Objectives: To determine the association between maternal health insurance type & birth outcomes, including prematurity(<37 wks. gestation), small for gestational age (SGA), NICU admission[among term, appropriate for gestational age (AGA) births] & composite birth outcomes [CBO (defined as any NICU admission, SGA or prematurity)]
Design/Methods: Cross sectional study of maternal surveys merged with electronic birth certificate data of singleton live births in NY. Health insurance type was defined as either Medicaid [M (including Children's Health Insurance Program)] vs private insurance (PI).
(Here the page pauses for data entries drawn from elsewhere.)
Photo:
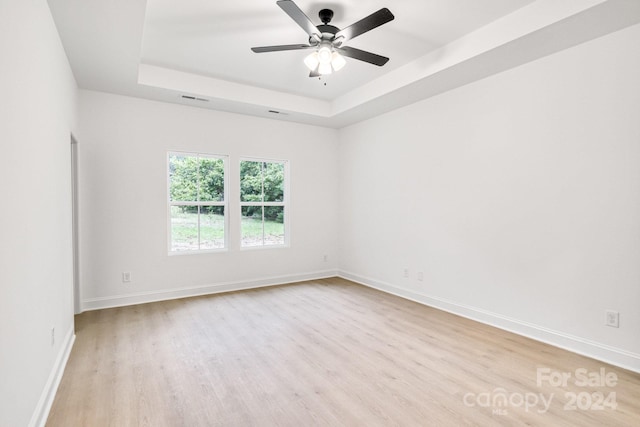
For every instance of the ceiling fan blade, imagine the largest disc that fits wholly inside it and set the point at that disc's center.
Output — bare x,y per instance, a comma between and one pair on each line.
291,9
372,21
362,55
263,49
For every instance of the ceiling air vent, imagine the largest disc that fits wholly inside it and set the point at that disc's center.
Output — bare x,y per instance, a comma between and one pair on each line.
195,98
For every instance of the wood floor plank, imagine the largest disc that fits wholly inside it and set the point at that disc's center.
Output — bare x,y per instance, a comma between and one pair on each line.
320,353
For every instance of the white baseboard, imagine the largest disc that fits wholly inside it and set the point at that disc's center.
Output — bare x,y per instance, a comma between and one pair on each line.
168,294
614,356
39,417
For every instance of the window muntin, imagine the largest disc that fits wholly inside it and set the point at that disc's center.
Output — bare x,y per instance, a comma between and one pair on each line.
197,202
263,185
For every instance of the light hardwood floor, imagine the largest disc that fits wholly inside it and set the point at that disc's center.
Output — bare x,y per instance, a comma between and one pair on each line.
322,353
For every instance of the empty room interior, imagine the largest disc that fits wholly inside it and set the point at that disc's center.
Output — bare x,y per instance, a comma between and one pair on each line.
315,213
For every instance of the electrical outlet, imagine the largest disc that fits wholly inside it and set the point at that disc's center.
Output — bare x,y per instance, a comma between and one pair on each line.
613,319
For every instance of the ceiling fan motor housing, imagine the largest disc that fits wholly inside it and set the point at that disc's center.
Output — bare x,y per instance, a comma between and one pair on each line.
325,15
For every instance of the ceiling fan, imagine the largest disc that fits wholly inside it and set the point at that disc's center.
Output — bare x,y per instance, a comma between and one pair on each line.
328,40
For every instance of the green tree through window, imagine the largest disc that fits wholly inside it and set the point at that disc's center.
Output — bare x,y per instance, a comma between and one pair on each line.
197,202
262,202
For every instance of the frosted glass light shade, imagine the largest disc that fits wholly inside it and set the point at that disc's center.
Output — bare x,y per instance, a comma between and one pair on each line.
325,68
324,61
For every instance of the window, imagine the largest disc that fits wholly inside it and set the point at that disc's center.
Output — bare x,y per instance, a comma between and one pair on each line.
197,202
263,199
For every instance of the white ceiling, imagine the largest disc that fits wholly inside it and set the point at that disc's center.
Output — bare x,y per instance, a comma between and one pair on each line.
163,49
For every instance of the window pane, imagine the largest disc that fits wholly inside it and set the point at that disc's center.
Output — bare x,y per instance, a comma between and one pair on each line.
211,227
251,227
274,182
183,178
274,225
250,181
184,228
211,178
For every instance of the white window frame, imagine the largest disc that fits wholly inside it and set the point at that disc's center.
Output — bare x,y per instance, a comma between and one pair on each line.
224,203
285,203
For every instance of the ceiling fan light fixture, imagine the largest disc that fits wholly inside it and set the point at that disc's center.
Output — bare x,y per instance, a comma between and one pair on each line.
325,69
325,54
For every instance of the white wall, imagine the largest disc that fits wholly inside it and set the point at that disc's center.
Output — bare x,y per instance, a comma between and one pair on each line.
517,196
37,113
123,199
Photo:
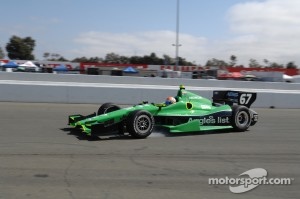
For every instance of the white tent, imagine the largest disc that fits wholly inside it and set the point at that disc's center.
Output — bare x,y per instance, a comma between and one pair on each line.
30,66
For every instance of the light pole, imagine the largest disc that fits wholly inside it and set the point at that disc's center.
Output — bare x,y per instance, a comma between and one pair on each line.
177,45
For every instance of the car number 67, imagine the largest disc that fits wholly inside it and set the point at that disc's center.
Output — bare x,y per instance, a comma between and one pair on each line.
245,98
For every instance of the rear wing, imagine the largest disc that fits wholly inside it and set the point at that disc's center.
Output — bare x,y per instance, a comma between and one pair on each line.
234,97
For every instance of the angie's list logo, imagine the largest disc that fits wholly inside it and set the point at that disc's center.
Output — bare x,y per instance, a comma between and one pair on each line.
249,180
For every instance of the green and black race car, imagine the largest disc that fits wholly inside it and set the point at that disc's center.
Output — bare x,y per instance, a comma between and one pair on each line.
190,113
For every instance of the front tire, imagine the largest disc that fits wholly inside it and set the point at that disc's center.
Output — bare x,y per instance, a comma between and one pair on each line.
241,118
107,108
140,124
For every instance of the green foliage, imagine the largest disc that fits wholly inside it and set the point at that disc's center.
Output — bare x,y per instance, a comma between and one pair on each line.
291,65
20,48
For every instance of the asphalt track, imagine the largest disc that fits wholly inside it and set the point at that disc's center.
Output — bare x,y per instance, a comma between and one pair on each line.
40,157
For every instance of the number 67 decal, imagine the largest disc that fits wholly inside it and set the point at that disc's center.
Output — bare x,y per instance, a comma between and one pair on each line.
245,98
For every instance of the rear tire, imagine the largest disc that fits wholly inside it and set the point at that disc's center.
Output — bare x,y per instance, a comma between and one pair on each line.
107,108
140,124
241,118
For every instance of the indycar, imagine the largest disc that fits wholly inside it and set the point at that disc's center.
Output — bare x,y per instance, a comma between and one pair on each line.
191,113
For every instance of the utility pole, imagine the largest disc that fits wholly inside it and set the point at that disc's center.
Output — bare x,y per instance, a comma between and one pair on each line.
177,45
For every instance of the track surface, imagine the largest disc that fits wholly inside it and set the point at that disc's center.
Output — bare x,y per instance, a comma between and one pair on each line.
41,158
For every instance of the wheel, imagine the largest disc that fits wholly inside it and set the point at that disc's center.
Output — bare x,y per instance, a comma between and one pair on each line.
140,124
241,118
107,108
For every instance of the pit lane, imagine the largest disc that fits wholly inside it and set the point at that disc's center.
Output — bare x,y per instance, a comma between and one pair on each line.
40,157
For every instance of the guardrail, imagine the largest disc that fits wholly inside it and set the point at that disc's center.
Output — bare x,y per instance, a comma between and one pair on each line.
54,88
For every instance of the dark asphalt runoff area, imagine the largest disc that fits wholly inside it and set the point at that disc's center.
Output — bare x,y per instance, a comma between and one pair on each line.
41,157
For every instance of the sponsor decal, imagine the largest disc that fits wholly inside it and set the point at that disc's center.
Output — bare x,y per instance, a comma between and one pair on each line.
212,120
256,177
232,94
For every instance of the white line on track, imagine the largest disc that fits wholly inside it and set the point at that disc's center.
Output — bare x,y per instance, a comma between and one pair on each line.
139,86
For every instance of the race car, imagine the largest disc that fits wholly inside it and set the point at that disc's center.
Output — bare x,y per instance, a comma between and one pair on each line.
189,113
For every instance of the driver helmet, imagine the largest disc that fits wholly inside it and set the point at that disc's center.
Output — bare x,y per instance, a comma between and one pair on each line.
170,100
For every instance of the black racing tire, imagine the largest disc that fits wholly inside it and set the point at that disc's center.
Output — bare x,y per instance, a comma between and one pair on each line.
241,118
140,124
107,108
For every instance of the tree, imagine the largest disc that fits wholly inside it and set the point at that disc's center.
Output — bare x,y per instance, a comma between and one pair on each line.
216,62
20,48
112,58
276,65
253,63
2,54
291,65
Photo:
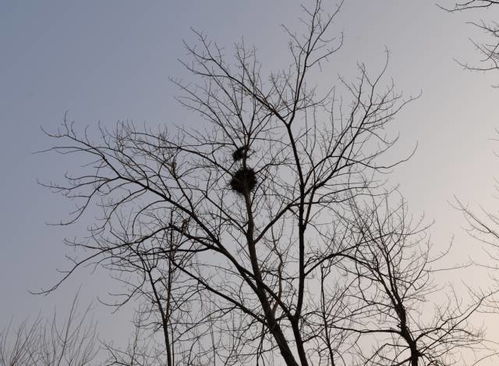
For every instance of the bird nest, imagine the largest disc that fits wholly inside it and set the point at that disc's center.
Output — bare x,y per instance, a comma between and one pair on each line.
240,153
243,181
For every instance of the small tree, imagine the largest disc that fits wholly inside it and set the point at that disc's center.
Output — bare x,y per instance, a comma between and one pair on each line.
42,342
267,237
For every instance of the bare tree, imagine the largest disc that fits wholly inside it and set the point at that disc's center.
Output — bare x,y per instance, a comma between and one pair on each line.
488,50
50,342
262,238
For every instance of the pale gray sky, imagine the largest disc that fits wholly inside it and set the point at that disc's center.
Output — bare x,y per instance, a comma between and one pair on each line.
111,60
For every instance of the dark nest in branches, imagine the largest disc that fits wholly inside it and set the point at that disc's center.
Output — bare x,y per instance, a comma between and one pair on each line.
243,181
240,153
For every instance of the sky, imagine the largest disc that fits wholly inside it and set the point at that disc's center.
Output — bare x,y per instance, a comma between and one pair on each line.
105,61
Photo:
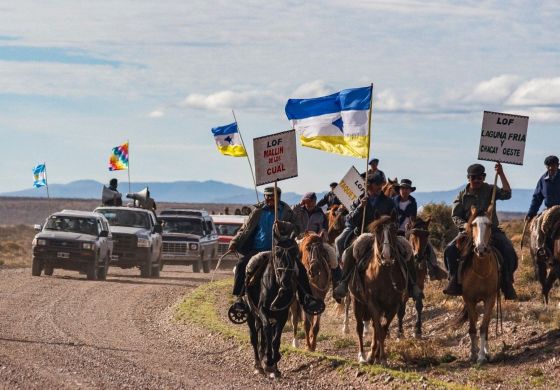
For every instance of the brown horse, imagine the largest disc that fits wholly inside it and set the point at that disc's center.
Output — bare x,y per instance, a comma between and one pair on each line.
418,236
336,217
380,292
315,256
480,278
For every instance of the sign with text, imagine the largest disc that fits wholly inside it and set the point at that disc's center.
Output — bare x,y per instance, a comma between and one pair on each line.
503,137
275,157
350,187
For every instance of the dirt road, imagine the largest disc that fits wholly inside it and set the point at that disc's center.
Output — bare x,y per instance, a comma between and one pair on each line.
66,332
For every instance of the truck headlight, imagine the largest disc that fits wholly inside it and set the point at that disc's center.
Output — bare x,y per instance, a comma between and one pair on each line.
143,243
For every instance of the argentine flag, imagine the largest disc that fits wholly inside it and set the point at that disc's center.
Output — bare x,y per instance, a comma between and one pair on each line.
337,123
229,141
39,176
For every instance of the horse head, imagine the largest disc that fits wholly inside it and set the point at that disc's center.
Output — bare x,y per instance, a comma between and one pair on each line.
384,230
479,227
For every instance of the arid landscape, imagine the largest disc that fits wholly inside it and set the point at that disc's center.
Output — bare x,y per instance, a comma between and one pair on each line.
186,316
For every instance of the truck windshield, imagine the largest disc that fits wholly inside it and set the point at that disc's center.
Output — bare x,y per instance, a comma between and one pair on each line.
126,217
184,226
72,224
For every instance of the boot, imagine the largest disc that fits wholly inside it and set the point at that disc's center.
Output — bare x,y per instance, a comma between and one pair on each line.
453,288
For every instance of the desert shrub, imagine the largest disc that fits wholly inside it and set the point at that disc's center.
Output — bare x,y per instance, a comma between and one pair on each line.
442,229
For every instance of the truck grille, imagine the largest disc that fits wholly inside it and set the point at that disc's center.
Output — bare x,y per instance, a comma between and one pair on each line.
175,247
124,242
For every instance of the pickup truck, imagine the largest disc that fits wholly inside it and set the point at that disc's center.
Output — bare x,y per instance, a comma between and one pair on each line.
189,238
136,237
73,240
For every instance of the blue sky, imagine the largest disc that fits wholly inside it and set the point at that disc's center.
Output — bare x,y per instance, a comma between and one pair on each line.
77,81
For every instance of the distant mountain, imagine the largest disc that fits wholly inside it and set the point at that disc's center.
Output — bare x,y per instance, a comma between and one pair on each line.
212,191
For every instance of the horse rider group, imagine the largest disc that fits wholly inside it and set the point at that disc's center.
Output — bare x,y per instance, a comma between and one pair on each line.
256,235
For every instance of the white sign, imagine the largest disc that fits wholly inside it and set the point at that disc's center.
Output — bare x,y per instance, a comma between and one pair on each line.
275,157
503,137
350,188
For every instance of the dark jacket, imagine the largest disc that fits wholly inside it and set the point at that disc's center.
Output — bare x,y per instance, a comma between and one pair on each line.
548,190
410,211
480,198
244,239
382,205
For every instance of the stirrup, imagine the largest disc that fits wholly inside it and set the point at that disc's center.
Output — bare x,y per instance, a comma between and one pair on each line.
238,313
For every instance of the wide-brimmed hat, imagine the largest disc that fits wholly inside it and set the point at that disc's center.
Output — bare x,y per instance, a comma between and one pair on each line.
406,183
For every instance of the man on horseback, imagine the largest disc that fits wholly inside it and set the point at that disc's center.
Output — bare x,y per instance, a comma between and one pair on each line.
256,236
330,199
547,190
375,204
479,194
310,218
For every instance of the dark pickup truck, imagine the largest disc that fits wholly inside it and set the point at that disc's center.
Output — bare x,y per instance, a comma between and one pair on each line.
136,237
73,240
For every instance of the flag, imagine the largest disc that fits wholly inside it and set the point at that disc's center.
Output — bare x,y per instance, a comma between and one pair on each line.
118,160
337,123
39,176
229,141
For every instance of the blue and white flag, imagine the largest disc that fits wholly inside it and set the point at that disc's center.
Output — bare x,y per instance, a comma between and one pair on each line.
337,123
228,140
39,176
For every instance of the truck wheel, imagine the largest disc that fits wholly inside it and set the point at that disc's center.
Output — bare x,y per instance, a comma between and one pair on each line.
91,272
36,267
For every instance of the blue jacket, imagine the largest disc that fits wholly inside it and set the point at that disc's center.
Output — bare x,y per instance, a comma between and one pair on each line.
410,211
548,190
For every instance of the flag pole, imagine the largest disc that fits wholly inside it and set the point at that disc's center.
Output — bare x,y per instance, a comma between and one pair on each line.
246,155
128,167
367,159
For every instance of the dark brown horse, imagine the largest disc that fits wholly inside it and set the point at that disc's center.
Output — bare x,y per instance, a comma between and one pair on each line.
480,278
418,236
315,254
380,291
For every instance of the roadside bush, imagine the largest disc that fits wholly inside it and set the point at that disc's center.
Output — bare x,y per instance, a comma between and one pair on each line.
442,229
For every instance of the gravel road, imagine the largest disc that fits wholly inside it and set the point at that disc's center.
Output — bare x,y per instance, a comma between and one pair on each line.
66,332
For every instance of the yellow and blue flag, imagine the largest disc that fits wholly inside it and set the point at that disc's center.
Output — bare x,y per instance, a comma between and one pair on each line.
336,123
229,141
40,176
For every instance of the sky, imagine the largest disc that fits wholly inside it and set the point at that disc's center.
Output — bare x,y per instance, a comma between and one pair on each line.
78,78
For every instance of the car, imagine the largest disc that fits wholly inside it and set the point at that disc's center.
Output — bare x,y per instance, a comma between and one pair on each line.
73,240
137,239
227,227
189,238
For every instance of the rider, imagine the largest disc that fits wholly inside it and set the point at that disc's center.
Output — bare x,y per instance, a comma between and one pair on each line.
310,218
256,236
330,199
479,194
547,190
376,203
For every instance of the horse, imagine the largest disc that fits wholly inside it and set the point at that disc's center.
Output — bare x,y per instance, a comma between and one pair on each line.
418,236
547,263
380,292
479,277
265,325
314,254
336,220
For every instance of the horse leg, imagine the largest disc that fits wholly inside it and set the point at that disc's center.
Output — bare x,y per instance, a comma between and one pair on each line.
473,318
483,354
400,316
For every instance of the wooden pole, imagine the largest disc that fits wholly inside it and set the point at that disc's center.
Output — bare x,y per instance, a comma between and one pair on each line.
247,155
367,159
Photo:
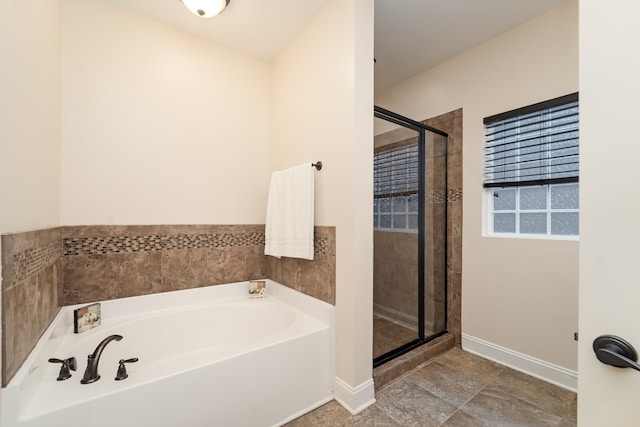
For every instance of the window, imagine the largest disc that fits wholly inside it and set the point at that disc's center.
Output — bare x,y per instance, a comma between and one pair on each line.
531,169
395,189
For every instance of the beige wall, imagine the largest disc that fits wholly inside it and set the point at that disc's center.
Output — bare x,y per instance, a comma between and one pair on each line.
609,227
159,127
520,294
30,43
322,87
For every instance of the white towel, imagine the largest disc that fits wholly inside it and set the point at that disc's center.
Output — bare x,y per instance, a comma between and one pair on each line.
289,225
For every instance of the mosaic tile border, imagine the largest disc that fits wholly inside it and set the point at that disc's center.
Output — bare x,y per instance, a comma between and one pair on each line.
148,243
454,195
442,196
32,260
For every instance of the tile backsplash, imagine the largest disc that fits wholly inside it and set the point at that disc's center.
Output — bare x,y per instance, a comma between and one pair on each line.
45,269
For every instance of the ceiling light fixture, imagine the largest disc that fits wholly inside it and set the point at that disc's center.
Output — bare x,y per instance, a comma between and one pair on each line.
206,8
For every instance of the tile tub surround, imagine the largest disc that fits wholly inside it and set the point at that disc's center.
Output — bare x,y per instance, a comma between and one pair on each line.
43,270
107,262
31,292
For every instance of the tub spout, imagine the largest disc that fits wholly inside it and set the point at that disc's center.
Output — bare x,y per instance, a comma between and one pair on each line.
91,373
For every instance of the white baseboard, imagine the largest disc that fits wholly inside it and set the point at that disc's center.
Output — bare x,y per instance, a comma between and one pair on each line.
355,399
545,371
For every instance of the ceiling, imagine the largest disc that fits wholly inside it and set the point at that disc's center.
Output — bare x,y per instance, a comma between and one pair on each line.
410,35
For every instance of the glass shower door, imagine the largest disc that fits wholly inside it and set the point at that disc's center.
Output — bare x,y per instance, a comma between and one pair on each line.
409,216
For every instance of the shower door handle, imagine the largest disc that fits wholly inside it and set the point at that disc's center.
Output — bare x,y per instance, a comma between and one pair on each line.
614,351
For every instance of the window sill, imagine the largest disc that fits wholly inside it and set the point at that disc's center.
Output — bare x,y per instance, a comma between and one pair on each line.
533,237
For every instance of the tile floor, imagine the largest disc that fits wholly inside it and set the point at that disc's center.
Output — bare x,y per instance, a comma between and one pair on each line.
457,389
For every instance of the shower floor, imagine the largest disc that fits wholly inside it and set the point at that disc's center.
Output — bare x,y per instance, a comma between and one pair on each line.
389,334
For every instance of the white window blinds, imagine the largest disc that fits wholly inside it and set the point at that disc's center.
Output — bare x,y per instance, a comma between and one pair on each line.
395,172
534,145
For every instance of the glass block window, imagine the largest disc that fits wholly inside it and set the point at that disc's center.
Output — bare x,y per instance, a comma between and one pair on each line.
531,169
395,188
550,209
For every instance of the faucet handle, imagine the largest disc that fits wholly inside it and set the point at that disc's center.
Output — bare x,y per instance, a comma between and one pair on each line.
67,364
122,370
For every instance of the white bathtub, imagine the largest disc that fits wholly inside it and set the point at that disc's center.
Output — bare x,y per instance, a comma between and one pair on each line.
207,357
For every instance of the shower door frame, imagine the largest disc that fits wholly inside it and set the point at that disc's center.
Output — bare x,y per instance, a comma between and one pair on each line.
421,128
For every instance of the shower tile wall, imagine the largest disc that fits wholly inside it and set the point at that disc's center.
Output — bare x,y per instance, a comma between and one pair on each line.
45,269
31,292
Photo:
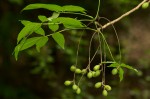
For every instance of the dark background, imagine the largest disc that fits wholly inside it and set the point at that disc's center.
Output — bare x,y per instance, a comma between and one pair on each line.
41,75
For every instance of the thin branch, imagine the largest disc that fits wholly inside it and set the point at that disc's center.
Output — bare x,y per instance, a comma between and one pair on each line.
124,15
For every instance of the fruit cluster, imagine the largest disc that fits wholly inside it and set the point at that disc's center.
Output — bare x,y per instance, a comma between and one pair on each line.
95,73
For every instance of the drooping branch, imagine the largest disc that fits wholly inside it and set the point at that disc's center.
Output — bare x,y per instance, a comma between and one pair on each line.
124,15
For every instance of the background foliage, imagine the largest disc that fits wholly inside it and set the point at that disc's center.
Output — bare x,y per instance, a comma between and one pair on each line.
41,75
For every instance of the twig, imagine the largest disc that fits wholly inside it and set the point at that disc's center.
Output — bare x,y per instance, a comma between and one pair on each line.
124,15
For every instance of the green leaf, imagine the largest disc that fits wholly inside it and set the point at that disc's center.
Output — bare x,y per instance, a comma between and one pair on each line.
24,44
51,7
27,30
42,18
27,43
121,73
128,67
59,38
56,8
69,22
40,31
72,8
41,42
25,22
114,65
53,27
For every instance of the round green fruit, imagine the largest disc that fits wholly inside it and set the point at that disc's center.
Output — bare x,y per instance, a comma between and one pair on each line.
107,87
98,85
74,87
67,82
145,5
96,67
114,71
105,93
78,91
89,75
78,71
72,68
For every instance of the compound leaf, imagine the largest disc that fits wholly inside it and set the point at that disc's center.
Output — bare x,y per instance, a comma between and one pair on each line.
114,65
53,27
41,42
128,67
25,22
28,29
59,38
40,31
51,7
69,22
42,18
72,8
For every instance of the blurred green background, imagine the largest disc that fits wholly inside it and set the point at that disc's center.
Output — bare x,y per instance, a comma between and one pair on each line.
41,75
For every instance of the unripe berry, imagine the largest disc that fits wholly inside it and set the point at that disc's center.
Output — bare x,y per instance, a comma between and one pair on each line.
74,87
84,71
67,82
98,85
107,87
96,67
89,75
78,91
145,5
105,93
78,71
72,68
114,71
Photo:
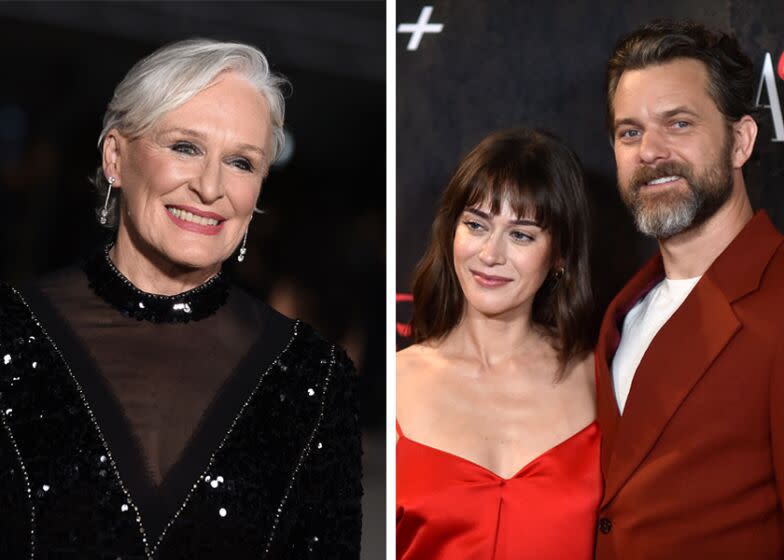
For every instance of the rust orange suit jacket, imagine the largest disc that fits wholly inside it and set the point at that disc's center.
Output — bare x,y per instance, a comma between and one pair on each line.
694,469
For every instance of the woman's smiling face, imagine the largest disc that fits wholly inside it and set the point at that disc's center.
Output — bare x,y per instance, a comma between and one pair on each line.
191,182
500,260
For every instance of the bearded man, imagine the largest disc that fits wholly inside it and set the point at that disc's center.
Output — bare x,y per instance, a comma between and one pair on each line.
691,355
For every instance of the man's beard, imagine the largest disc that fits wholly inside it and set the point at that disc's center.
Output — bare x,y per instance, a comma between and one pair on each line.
670,212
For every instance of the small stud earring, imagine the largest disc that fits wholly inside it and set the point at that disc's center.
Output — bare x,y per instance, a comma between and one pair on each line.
243,249
105,210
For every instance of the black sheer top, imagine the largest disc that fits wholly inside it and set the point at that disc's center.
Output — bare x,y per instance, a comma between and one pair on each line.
186,426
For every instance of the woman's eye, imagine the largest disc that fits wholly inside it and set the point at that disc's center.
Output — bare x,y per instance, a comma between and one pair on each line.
185,148
520,236
243,164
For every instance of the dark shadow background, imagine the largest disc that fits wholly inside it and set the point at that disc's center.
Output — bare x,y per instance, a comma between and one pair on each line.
541,63
317,253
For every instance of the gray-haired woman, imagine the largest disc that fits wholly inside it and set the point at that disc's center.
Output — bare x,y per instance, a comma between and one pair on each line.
149,408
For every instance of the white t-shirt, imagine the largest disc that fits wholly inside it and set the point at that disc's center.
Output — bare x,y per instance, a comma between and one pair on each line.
640,326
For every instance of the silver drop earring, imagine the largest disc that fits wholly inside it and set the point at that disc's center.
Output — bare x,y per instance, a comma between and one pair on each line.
243,250
105,211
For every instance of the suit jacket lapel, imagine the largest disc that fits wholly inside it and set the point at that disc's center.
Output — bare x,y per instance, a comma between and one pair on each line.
678,356
609,338
680,353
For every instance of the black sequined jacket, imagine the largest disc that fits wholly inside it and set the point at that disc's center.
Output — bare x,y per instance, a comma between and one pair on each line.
283,483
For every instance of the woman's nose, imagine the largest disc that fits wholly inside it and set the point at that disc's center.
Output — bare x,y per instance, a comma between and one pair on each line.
209,184
492,252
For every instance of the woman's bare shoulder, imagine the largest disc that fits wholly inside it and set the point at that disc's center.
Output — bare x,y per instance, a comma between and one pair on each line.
584,370
415,358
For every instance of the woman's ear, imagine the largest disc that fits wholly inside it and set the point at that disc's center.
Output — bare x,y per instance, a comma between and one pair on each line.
113,149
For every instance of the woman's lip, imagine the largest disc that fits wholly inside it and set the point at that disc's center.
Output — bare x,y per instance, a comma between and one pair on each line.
196,228
197,212
490,281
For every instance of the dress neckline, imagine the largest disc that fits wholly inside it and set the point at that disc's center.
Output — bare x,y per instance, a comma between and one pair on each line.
113,287
593,426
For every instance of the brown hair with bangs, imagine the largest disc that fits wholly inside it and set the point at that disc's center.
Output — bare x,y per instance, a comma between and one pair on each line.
542,179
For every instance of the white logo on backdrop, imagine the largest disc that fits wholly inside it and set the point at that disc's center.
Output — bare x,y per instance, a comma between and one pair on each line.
419,28
768,81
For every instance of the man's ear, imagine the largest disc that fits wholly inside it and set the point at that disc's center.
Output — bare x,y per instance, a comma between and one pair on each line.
744,135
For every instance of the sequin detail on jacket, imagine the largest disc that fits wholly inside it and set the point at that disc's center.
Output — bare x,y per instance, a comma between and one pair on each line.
283,483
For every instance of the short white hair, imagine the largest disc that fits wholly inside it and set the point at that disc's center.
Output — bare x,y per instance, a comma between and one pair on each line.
174,74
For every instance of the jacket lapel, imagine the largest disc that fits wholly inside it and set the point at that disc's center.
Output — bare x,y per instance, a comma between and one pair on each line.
680,353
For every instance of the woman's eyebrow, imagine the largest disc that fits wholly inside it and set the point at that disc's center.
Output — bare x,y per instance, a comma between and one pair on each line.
486,216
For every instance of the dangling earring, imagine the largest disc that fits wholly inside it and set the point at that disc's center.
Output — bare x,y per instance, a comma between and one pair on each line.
243,250
105,211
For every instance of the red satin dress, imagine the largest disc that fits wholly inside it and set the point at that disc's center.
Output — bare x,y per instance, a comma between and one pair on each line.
449,508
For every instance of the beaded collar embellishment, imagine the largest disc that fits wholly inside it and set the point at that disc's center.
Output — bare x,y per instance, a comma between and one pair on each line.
114,288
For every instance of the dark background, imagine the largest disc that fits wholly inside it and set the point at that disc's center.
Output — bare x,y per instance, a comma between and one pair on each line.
540,63
317,253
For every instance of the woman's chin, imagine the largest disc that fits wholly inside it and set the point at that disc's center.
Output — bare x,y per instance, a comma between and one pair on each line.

Maternal characteristics included demographics, adverse life events [ALE (≥3 positive responses to SDH screening questions)], lifestyle behaviors & pregnancy history. Logistic regression assessed associations with maternal insurance type adjusting for self-reported race, education, marital status, foreign born, exercise (≥3 d/wks.), prenatal care, ALE, high risk pregnancy (defined as comorbidities or extremes of age), substance use before or during pregnancy & delivery mode.
Results: A total of 1015 mothers [M= 631, PI= 384) were analyzed. PI mothers, compared to those in M, had significant differences in race (White 60% v 23%, Blacks 12% v 21%, Hispanics 20% v 51% respectively). Mothers with PI had higher education, regular exercise &marriage (p's<0.05). M mothers had higher rates of foreign birth (p<0.001). NICU admissions and composite birth outcomes were significantly higher in M mothers. Adjusting for covariates, M mothers in comparison to PI mothers, had higher odds of term/AGA NICU admission (OR 1.99, 95% CI 1.06-3.7) & CBO (OR 1.7, 95% CI 1.1-2.6). Odds of delivering a preterm or SGA infant did not differ by insurance type.
Conclusions: M mothers were as likely as PI mothers to deliver a preterm or SGA infant, yet controlling for SDH, Medicaid remains associated with higher rates of NICU admission in the Term/AGA population, suggesting a risk of higher acuity. Taking policy steps to equate Medicaid and private insurance may help mitigate the observed difference in birth outcomes.